Add an email section in config/config.yaml (secrets in a separate file):

email:
  to: "LIST_ADDRESS@yourdomain"             # Mailman list address
  subject_prefix: "Paper Firehose"           # Optional
  from: "mail@xyz.com"          # Defaults to smtp.username
  smtp:
    host: "mail.xyz.com"
    port: 465
    username: "youraccount"
    password_file: "config/secrets/email_password.txt"  # store only the password here

Notes

  • Store the SMTP password in config/secrets/email_password.txt (gitignored).
  • The command prefers to be run after filter, rank, abstracts, and summarize so it can include LLM summaries when available.

Per‑recipient YAML (config/secrets/mailing_lists.yaml) Example:

recipients:
  - to: "materials-list@nemeslab.com"
    topics: ["primary", "perovskites"]
    min_rank_score: 0.40
  - to: "2d-list@nemeslab.com"
    topics: ["rg", "2d_metals"]
    min_rank_score: 0.35

Python API

You can call the main steps programmatically via paper_firehose.

Basics

  • import paper_firehose as pf
  • All functions default to config/config.yaml; override with config_path="...".

Functions

  • pf.filter(topic=None, config_path=None): Runs the filter step for one topic or all.
  • pf.rank(topic=None, config_path=None): Computes and writes rank_score for entries.
  • pf.abstracts(topic=None, *, mailto=None, limit=None, rps=None, config_path=None): Fetches abstracts for above‑threshold entries and writes to DBs.
  • pf.summarize(topic=None, *, rps=None, config_path=None): Runs LLM summarization for top‐ranked entries per topic, writing JSON (or text) to llm_summary.
  • pf.pqa_summary(topic=None, *, rps=None, limit=None, arxiv=None, entry_ids=None, use_history=False, history_date=None, history_feed_like=None, config_path=None): Runs the paper-qa PDF summarizer with the same parameters as the CLI command.
  • pf.html(topic=None, output_path=None, config_path=None): Regenerates the HTML pages directly from papers.db. When topic is omitted, all topics are rendered to their configured filenames.
  • pf.email(topic=None, *, mode='auto', limit=None, recipients_file=None, dry_run=False, config_path=None): Sends the digest email (or writes a preview on dry_run).
  • pf.purge(days=None, all_data=False, config_path=None): Purges entries based on publication date. When days is provided, removes entries from the most recent N days (including today) across all DBs; when all_data=True, reinitializes all DBs.
  • pf.status(config_path=None) -> dict: Returns configuration validity, available topics, enabled feed count, and database paths.

History Viewer

  • history_viewer.html is a static browser viewer for assets/matched_entries_history.db (table matched_entries).

  • By default it auto-loads the latest history DB from GitHub:

    • Displayed: https://github.com/zrbyte/paper-firehose/tree/data/assets/matched_entries_history.latest.db
    • The viewer automatically normalizes GitHub page links to their raw content (e.g., raw.githubusercontent.com) before fetching.
  • You can override with a query param or local file:

    • history_viewer.html?db=<url> to load a specific remote DB
    • Use the file input or drag-and-drop a local matched_entries_history.db
  • history_viewer_cards.html provides a cleaner, card‑style view of history entries with just the key fields (title, authors, feed name, abstract, matched date).
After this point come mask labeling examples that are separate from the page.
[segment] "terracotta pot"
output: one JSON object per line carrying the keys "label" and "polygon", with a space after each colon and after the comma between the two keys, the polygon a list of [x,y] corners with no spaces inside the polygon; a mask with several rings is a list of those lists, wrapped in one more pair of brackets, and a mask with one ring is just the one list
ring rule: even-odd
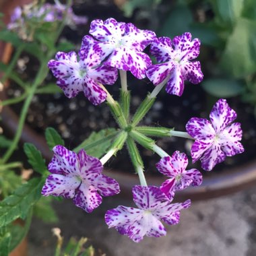
{"label": "terracotta pot", "polygon": [[[22,1],[22,2],[26,3],[29,0]],[[8,1],[9,2],[10,1]],[[18,2],[20,4],[21,1],[13,0],[11,2]],[[1,52],[3,51],[0,49],[0,54]],[[2,99],[5,98],[4,92],[0,94],[0,98]],[[17,115],[9,106],[5,106],[3,108],[1,116],[5,129],[15,134],[18,122]],[[21,141],[34,143],[41,151],[44,158],[48,160],[51,158],[52,153],[49,151],[44,138],[36,134],[28,125],[24,126]],[[138,183],[138,179],[135,174],[124,174],[118,170],[106,170],[106,172],[119,181],[121,189],[121,196],[131,197],[131,189],[134,185]],[[156,177],[156,176],[147,176],[146,178],[149,185],[160,185],[164,179],[163,177]],[[222,174],[216,174],[212,172],[211,175],[203,179],[203,184],[200,187],[189,187],[180,191],[177,193],[175,198],[179,200],[188,198],[193,200],[205,199],[234,193],[255,183],[256,161],[254,160],[245,165],[234,168],[233,170],[224,170]]]}

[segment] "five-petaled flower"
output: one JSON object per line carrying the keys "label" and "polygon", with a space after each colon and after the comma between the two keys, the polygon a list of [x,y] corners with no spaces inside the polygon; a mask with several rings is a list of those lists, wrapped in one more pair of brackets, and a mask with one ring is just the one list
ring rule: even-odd
{"label": "five-petaled flower", "polygon": [[239,142],[242,139],[240,123],[230,123],[236,118],[236,112],[226,100],[219,100],[210,114],[211,123],[203,118],[191,118],[186,125],[188,133],[195,139],[192,146],[193,162],[201,159],[202,168],[212,170],[214,166],[223,162],[226,156],[243,153],[244,148]]}
{"label": "five-petaled flower", "polygon": [[156,38],[152,31],[141,30],[131,23],[117,22],[113,18],[104,22],[93,20],[89,32],[98,41],[103,55],[108,56],[106,65],[130,71],[138,79],[146,77],[152,64],[150,58],[142,51]]}
{"label": "five-petaled flower", "polygon": [[94,105],[106,100],[106,93],[100,84],[113,84],[117,79],[116,69],[100,65],[101,50],[94,44],[90,36],[86,36],[80,51],[79,60],[74,51],[59,52],[57,61],[52,59],[48,66],[55,77],[57,84],[68,98],[75,97],[79,92]]}
{"label": "five-petaled flower", "polygon": [[157,164],[156,168],[164,175],[170,179],[165,181],[160,187],[169,198],[173,198],[176,191],[183,190],[191,184],[199,186],[202,175],[197,169],[186,170],[189,163],[185,153],[175,151],[172,157],[165,156]]}
{"label": "five-petaled flower", "polygon": [[56,146],[54,156],[49,165],[52,173],[42,189],[42,195],[73,198],[76,206],[91,212],[102,202],[102,196],[119,193],[118,183],[102,174],[100,161],[86,154],[84,150],[78,154]]}
{"label": "five-petaled flower", "polygon": [[151,44],[150,51],[160,63],[148,68],[148,77],[155,86],[167,82],[166,92],[181,96],[185,80],[196,84],[203,79],[200,63],[190,61],[199,55],[199,40],[195,38],[191,42],[189,32],[174,37],[172,42],[168,37],[156,38]]}
{"label": "five-petaled flower", "polygon": [[106,212],[106,223],[120,234],[139,242],[145,235],[159,237],[166,230],[160,220],[169,225],[179,223],[180,210],[190,206],[190,200],[170,203],[170,199],[157,187],[134,186],[133,201],[139,208],[119,205]]}

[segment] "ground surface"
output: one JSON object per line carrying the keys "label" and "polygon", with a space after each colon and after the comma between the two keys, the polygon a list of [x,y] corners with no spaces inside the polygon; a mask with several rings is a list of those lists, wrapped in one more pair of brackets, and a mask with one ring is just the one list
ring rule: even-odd
{"label": "ground surface", "polygon": [[[107,209],[129,200],[105,199],[94,214],[87,214],[71,201],[57,202],[57,225],[34,220],[29,234],[28,256],[53,256],[55,238],[52,227],[61,228],[66,238],[75,235],[91,239],[107,256],[254,256],[256,250],[256,186],[228,196],[193,202],[183,210],[180,224],[168,227],[165,237],[146,237],[136,244],[108,229],[104,222]],[[66,239],[67,240],[67,239]]]}

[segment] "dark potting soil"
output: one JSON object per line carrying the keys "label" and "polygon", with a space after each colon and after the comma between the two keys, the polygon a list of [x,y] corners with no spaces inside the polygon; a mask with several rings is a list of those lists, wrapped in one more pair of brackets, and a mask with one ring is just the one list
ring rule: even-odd
{"label": "dark potting soil", "polygon": [[[100,6],[97,7],[95,5],[97,4]],[[88,34],[91,20],[98,17],[103,20],[113,17],[118,20],[129,21],[123,18],[121,11],[112,1],[89,1],[86,6],[75,6],[74,10],[77,14],[87,15],[90,20],[87,26],[79,27],[75,32],[69,28],[66,28],[63,32],[62,37],[71,40],[73,43],[77,44],[77,49],[79,48],[82,37]],[[203,68],[203,63],[202,67]],[[37,67],[36,61],[24,54],[19,61],[17,71],[26,78],[31,75],[33,77]],[[53,77],[51,74],[48,76],[45,84],[49,82],[56,82],[56,79]],[[146,96],[147,92],[151,92],[154,89],[154,86],[147,79],[139,81],[130,73],[128,73],[128,84],[131,90],[131,112],[133,114]],[[106,86],[115,99],[119,97],[119,81],[114,86]],[[7,96],[9,98],[18,96],[20,93],[20,90],[13,84],[7,90]],[[185,131],[185,125],[190,118],[200,117],[209,119],[210,110],[217,100],[217,98],[207,96],[200,85],[186,84],[185,92],[181,97],[167,94],[163,90],[141,125],[174,127],[177,131]],[[256,149],[256,121],[253,115],[253,108],[241,102],[239,97],[228,99],[228,102],[231,108],[237,113],[238,118],[236,122],[242,124],[242,143],[245,151],[242,154],[228,157],[224,162],[216,166],[214,170],[217,172],[253,159]],[[13,106],[17,113],[19,113],[21,107],[20,104]],[[68,99],[63,94],[35,96],[30,107],[26,122],[41,135],[44,134],[47,127],[55,128],[65,139],[66,147],[69,149],[77,146],[92,131],[117,127],[106,104],[103,103],[95,106],[82,93],[72,99]],[[189,156],[192,143],[190,139],[179,137],[161,138],[157,141],[158,145],[162,147],[169,154],[172,154],[175,150],[179,150]],[[141,147],[139,148],[142,154],[146,170],[153,174],[158,173],[155,164],[159,161],[159,157]],[[133,166],[127,159],[129,156],[124,148],[117,154],[116,158],[107,164],[107,166],[119,169],[120,171],[134,172]],[[124,162],[127,164],[124,164]],[[192,166],[201,170],[199,162],[192,165],[190,158],[189,168]]]}

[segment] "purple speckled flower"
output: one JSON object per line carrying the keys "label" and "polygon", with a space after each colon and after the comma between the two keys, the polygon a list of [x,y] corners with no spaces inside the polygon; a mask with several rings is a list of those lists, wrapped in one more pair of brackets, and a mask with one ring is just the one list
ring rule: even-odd
{"label": "purple speckled flower", "polygon": [[105,215],[109,228],[115,228],[121,234],[138,243],[145,235],[159,237],[166,230],[160,220],[169,225],[179,222],[180,210],[190,206],[190,200],[170,203],[166,195],[157,187],[136,185],[133,188],[133,201],[139,207],[119,205]]}
{"label": "purple speckled flower", "polygon": [[191,118],[186,125],[187,133],[195,139],[191,156],[195,162],[200,158],[202,168],[212,170],[216,164],[226,156],[244,152],[240,123],[230,124],[236,118],[236,112],[226,100],[219,100],[214,106],[210,119]]}
{"label": "purple speckled flower", "polygon": [[152,62],[141,52],[156,38],[154,32],[109,18],[104,22],[92,21],[90,33],[100,41],[98,44],[104,53],[102,59],[108,56],[106,65],[130,71],[138,79],[146,77],[146,71]]}
{"label": "purple speckled flower", "polygon": [[173,198],[176,191],[183,190],[191,184],[193,186],[199,186],[201,184],[201,172],[197,169],[186,170],[188,163],[185,153],[175,151],[172,157],[165,156],[156,164],[158,170],[170,178],[160,187],[161,191],[169,198]]}
{"label": "purple speckled flower", "polygon": [[57,84],[68,98],[84,92],[94,105],[106,100],[106,93],[99,84],[113,84],[117,79],[115,68],[100,64],[101,51],[90,36],[83,38],[77,56],[73,51],[59,52],[56,61],[51,60],[48,66],[57,78]]}
{"label": "purple speckled flower", "polygon": [[191,42],[191,34],[188,32],[174,37],[172,42],[168,37],[155,39],[150,51],[160,63],[148,68],[148,77],[155,86],[167,79],[166,92],[181,96],[185,80],[195,84],[203,79],[200,63],[190,61],[197,57],[199,48],[199,40],[195,38]]}
{"label": "purple speckled flower", "polygon": [[100,161],[87,155],[84,150],[77,154],[62,146],[56,146],[53,151],[54,156],[48,166],[52,174],[42,187],[42,195],[73,198],[76,206],[92,212],[101,203],[101,195],[120,192],[118,183],[102,174]]}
It supports the same controls and query params as history_viewer.html (topic, order, search, ?db=<url> and file drag‑and‑drop) but focuses on readability instead of tabular data.

Continuous delivery via GitHub Actions

The workflow Build and Deploy (Runtime Data Dir Test) defined in .github/workflows/pages.yml drives the hosted pipeline:

  • Checks out the repository and prepares a runtime directory at $GITHUB_WORKSPACE/.paper_firehose (matching local defaults).
  • Restores cached SQLite databases from the data branch so runs build on prior state rather than starting from empty tables.
  • Installs dependencies, seeds secrets, and runs the CLI sequence: filter, rank, abstracts, optional pqa_summary, optional email, and finally html to refresh HTML artifacts.
  • Publishes generated HTML via GitHub Pages and commits the updated databases plus rotated history snapshots back to the data branch.
  • Accepts workflow dispatch inputs (run_pqa, run_email) so heavier steps can be toggled without editing the workflow. Useful for debugging.

Architecture overview

  • Three-DB architecture:
    • assets/all_feed_entries.db: Every fetched item (for deduplication).
    • assets/matched_entries_history.db: All matched items across topics and runs (historical archive).
    • assets/papers.db: Current-run working set (filtered → ranked → summarized).
  • YAML-driven configuration for feeds and topics.
  • HTML generated from papers.db so you can re-render without refetching.
  • Optional LLM summarization writes JSON summaries to DB and renders dedicated summary pages.

Bundled system assets

  • The directory src/paper_firehose/system/ is the canonical source for starter config files, topic examples, HTML templates, and vendored models.
  • paper_firehose.core.paths.ensure_data_dir() provisions a runtime directory (default ~/.paper_firehose). Missing files are copied from the system bundle exactly once, enabling local overrides that survive upgrades.
  • To refresh a single asset, delete it from the runtime directory and rerun any CLI command; the latest version from system/ will be re-seeded automatically.

Databases

  • all_feed_entries.db (table feed_entries)

    • Keys: entry_id (pk), feed_name (display name from config.yaml), title, link.
    • Metadata: summary, authors, published_date, first_seen, last_seen, raw_data (JSON).
    • Used only for dedup; populated after filtering completes.
  • matched_entries_history.db (table matched_entries)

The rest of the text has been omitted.